About problem formulations and ordered permutations
The mere formulation of a problem is far more essential than its solution, which may be merely a matter of mathematical or experimental skills. -- Albert Einstein
Here's an unremarkable example where the very description of the problem leads you in the wrong direction (on purpose?).
Here is an interesting coding challenge: write a counter function that counts from 1 to max but only returns numbers whose digits don’t repeat(...) Also display the biggest jump and the total count of numbers (...).
It suggests a brute-force solution, with max iterations and a predicate to verify if the counter satisfies the "no repeated digits criterion".
A vastly better approach (with 1126 times fewer iterations when considering numbers up to 10^10) becomes apparent if the problem is reworded as follows:
generate permutations of the digits '0' to '9' that do not start with '0' and whose numerical value is smaller than 'max', in increasing order
The "do not start with '0'" restriction is required to avoid generating a permutation twice (e.g. 12 and then 012), since a leading zero is ignored.
The easiest way to generate a permutation with m items from a set of n elements is to pick one element and prepend it to a (m-1) permutation of items from the resulting set of (n-1) elements.
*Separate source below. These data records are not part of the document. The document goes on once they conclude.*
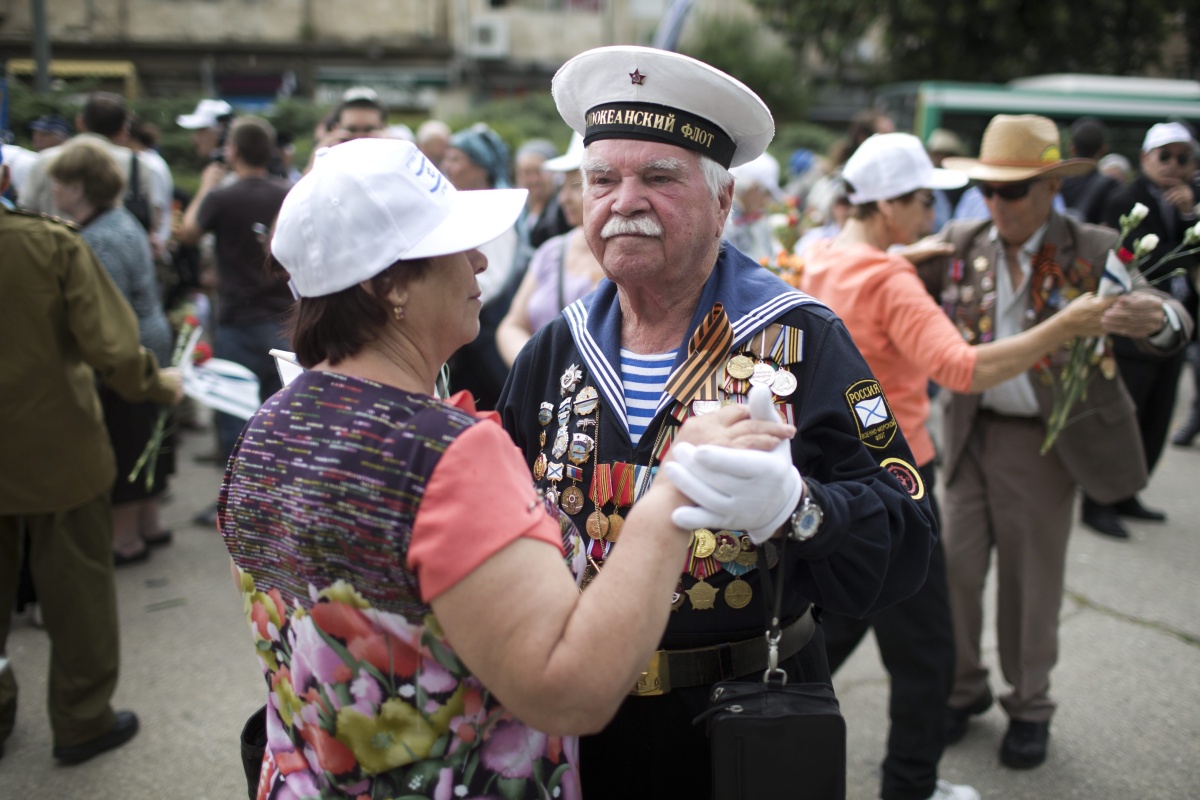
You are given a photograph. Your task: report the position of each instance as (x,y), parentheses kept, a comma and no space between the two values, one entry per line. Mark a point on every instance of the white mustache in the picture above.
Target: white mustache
(630,227)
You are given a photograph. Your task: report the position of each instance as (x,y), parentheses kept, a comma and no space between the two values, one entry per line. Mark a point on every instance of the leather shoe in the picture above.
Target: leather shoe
(125,728)
(1025,744)
(957,720)
(1103,519)
(1133,507)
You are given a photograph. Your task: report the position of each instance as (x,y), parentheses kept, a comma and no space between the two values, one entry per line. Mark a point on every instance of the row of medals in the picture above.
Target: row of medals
(726,547)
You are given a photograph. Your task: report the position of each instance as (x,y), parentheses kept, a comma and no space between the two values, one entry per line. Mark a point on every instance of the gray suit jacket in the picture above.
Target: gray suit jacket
(1102,446)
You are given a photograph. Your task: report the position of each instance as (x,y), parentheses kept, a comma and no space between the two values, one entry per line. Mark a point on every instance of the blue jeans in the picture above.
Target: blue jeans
(249,346)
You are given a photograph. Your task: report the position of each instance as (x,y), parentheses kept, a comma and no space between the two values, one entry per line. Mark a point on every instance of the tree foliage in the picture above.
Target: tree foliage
(979,40)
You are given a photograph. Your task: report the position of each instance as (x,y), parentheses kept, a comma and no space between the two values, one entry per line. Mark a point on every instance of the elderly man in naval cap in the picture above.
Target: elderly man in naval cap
(682,325)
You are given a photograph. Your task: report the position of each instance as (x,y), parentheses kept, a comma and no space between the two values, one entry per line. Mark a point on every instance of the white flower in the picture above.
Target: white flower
(1137,214)
(1192,238)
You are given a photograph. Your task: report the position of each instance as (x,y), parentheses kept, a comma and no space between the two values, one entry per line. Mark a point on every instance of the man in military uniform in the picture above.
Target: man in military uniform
(682,325)
(1008,274)
(63,320)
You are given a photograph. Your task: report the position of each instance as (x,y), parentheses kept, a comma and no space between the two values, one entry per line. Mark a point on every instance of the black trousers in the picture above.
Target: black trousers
(652,750)
(1153,384)
(916,639)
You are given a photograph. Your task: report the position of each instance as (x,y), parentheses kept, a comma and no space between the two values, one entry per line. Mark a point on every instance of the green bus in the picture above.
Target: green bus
(1126,106)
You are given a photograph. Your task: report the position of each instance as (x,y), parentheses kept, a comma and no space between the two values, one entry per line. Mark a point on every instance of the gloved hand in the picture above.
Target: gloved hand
(737,489)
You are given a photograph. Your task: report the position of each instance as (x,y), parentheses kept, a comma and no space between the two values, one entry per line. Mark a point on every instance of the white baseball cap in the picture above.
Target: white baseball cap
(892,164)
(643,92)
(207,115)
(1167,133)
(370,203)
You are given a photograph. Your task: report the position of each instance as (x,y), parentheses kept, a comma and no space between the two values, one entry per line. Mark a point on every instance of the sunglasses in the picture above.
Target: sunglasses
(1006,191)
(1181,158)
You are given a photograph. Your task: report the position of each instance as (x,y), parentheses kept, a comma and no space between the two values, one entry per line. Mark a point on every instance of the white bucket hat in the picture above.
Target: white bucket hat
(892,164)
(207,115)
(370,203)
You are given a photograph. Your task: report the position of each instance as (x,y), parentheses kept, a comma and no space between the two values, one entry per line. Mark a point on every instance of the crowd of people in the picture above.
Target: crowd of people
(516,356)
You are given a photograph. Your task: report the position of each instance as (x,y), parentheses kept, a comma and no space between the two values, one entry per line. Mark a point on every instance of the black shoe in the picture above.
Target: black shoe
(120,559)
(1133,507)
(125,728)
(1103,519)
(957,719)
(1025,744)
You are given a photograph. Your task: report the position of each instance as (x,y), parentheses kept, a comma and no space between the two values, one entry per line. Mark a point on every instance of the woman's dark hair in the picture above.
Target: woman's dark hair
(335,326)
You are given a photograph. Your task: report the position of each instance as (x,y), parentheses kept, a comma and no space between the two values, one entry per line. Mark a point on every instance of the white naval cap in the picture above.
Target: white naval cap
(642,92)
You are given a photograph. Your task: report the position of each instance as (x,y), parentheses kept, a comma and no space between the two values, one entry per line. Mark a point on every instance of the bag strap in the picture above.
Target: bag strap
(774,612)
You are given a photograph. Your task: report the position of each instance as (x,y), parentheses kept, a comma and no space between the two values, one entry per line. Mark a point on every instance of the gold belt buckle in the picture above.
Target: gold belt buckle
(657,678)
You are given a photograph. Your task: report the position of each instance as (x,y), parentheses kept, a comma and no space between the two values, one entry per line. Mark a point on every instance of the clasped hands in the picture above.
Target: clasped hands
(753,486)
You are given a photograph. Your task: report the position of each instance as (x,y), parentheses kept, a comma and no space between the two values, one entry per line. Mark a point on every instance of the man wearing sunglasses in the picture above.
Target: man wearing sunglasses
(1005,275)
(1164,186)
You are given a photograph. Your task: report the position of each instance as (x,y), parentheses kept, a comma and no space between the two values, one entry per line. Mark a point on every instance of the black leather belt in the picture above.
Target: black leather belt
(706,666)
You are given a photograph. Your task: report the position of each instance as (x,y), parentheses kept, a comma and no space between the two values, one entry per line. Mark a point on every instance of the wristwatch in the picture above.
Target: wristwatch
(805,521)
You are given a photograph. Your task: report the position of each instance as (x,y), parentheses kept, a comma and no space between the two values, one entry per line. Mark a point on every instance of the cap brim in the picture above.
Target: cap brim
(977,170)
(195,121)
(477,218)
(947,179)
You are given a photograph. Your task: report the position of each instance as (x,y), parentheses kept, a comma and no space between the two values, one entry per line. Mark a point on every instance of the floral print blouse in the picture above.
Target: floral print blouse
(346,507)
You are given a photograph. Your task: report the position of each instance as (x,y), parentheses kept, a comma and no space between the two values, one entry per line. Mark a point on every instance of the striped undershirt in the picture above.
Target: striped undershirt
(643,378)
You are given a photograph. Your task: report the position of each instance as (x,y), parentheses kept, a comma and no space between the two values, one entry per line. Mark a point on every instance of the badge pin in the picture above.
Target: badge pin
(586,401)
(562,441)
(570,379)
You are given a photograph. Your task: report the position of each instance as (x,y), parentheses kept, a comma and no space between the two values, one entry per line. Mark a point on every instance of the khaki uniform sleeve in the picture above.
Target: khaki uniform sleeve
(106,330)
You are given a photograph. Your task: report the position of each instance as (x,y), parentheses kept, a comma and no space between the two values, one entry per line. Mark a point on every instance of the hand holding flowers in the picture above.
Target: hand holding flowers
(1132,314)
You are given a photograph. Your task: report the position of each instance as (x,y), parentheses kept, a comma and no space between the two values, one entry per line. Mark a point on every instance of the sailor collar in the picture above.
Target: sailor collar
(753,298)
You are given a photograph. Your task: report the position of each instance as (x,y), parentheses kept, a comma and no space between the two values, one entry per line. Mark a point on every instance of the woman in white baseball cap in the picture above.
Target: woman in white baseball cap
(909,341)
(400,575)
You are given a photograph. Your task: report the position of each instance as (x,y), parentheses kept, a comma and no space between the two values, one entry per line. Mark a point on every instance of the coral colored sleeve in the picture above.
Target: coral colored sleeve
(478,501)
(921,330)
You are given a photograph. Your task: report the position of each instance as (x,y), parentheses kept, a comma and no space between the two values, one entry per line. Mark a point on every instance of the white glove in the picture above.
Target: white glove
(737,489)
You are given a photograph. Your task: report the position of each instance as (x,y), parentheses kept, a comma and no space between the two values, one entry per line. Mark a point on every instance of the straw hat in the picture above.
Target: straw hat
(1018,149)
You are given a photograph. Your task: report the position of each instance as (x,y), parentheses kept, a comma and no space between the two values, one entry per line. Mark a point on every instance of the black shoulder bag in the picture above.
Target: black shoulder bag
(772,740)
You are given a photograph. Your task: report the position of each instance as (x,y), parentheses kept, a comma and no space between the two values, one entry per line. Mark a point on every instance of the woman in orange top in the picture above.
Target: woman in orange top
(907,340)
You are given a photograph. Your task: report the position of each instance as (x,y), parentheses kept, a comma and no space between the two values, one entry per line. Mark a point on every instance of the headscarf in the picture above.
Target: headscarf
(484,146)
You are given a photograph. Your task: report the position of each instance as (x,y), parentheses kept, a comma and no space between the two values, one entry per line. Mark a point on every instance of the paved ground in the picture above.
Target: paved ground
(1128,681)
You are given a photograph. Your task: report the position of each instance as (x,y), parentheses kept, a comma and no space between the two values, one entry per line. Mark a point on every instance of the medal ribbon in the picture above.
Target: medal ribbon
(1044,266)
(706,354)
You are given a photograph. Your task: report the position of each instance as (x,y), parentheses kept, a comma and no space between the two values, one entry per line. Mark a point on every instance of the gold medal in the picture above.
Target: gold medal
(738,594)
(702,595)
(703,542)
(598,524)
(615,524)
(741,367)
(727,547)
(573,500)
(763,374)
(784,383)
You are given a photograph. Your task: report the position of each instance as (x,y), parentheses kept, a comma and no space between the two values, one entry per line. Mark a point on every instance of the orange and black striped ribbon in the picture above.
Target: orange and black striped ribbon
(706,355)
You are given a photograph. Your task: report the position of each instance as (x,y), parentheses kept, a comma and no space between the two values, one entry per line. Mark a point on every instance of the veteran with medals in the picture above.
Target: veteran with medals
(907,341)
(682,326)
(403,583)
(1005,276)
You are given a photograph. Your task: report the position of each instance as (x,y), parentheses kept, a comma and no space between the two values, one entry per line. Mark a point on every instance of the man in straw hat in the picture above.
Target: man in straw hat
(1006,275)
(681,325)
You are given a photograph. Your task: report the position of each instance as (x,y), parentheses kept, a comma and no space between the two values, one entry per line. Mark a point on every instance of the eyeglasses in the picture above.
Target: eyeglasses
(1006,191)
(1181,158)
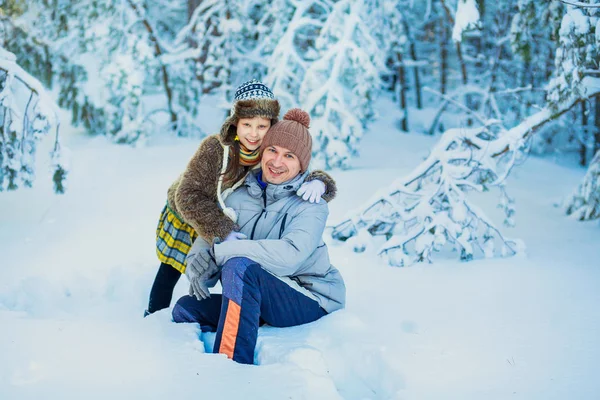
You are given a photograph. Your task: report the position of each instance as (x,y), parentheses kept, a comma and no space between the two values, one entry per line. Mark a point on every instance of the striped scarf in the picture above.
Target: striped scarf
(249,158)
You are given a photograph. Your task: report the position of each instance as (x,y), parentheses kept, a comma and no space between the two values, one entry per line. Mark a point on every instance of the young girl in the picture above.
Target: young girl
(195,201)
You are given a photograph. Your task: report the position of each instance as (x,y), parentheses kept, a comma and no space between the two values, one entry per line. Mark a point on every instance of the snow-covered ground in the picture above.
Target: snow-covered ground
(76,270)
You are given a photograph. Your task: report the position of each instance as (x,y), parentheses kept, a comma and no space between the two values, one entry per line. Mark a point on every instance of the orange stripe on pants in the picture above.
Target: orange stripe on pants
(230,329)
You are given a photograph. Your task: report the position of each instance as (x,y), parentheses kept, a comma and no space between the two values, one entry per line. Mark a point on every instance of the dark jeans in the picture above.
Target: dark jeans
(162,288)
(250,295)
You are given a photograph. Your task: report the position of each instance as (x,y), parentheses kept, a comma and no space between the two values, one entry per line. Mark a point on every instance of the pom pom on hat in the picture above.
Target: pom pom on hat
(298,115)
(292,133)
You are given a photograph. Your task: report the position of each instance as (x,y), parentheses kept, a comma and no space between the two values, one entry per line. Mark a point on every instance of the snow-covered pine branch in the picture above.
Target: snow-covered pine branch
(341,83)
(578,53)
(291,55)
(27,114)
(428,209)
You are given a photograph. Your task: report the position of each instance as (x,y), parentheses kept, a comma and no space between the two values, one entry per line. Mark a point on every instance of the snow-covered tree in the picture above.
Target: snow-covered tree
(576,78)
(429,209)
(341,83)
(27,113)
(577,56)
(295,29)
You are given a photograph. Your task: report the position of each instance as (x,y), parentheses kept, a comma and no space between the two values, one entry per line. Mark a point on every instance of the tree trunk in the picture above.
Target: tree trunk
(443,56)
(597,125)
(402,92)
(158,52)
(413,56)
(584,133)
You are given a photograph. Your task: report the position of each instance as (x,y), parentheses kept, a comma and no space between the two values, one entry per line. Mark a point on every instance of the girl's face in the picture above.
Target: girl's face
(251,131)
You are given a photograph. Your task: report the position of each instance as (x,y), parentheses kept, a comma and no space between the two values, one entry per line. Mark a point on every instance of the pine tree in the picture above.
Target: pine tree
(341,84)
(26,115)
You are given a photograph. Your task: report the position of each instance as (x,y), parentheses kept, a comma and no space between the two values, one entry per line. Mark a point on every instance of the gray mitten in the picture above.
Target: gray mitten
(200,267)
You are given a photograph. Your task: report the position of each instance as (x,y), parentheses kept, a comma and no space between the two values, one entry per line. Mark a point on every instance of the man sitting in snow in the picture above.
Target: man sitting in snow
(281,274)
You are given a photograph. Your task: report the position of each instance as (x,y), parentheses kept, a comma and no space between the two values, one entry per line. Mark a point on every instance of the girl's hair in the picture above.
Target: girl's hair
(234,169)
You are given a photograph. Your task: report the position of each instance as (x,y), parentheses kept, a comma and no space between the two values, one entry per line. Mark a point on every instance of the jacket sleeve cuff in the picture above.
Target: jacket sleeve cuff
(330,186)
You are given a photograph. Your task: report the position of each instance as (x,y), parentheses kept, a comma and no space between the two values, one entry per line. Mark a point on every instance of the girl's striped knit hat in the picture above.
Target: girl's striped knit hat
(252,99)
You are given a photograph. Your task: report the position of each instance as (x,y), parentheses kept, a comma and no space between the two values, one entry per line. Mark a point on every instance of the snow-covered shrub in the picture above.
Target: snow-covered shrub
(428,210)
(26,115)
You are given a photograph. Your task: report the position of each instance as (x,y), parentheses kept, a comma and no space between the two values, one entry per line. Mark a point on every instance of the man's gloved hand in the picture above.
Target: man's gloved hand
(312,191)
(200,266)
(235,236)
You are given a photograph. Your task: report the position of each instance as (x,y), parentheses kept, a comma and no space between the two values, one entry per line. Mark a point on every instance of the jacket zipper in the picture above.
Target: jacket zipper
(282,228)
(261,213)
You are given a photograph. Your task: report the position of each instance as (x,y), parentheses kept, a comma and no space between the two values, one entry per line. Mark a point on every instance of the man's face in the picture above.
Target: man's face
(251,131)
(279,165)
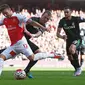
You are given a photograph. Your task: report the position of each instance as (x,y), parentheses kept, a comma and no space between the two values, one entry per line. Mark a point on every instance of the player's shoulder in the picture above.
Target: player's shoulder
(35,18)
(75,17)
(62,20)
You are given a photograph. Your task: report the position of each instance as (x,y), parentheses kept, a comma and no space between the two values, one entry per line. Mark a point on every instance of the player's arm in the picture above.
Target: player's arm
(60,27)
(34,23)
(37,34)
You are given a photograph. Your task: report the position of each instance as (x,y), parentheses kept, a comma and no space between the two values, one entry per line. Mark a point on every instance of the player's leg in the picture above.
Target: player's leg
(26,50)
(35,50)
(74,52)
(6,54)
(2,50)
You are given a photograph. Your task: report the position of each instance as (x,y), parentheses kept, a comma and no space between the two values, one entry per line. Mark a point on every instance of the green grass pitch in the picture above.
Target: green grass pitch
(43,77)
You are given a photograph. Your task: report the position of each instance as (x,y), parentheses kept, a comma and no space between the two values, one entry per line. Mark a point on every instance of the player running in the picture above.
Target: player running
(13,23)
(36,32)
(70,25)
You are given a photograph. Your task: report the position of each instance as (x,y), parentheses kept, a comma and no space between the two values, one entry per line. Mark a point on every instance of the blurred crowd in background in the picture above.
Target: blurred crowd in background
(47,42)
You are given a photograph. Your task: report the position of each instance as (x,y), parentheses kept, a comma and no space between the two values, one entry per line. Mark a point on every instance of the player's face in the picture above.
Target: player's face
(7,12)
(45,17)
(67,13)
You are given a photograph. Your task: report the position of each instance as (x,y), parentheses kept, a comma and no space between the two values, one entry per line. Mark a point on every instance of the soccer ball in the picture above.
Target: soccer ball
(19,74)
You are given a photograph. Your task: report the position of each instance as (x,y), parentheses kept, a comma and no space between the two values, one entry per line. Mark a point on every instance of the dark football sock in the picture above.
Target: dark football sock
(73,63)
(76,61)
(29,66)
The "not starting with 0" criterion is fulfilled simply by picking the initial element from the digits different from zero and then putting zero back in the set used in the recursion.
Update (2008-07-10) A couple variants of the code below (still purely functional) which encode sets differently (using two lists, which won't surprise you at all if you've read Okasaki) are around 3 times faster and comparable in speed with Bob Lee's improved version.
This is expressed directly in OCaml as follows (you can find the full code of the OCaml and Ruby versions below):
module S = Set.Make(struct type t = int let compare = (-) end) let (--) set elm = S.remove elm set let permutations f zero digits len = let base = S.cardinal digits in let rec aux n digits = function 0 -> f n | len -> S.iter (fun s -> aux (n * base + s) (digits -- s) (len-1)) digits in S.iter (fun s -> aux s (digits -- s) (len - 1)) (digits -- zero)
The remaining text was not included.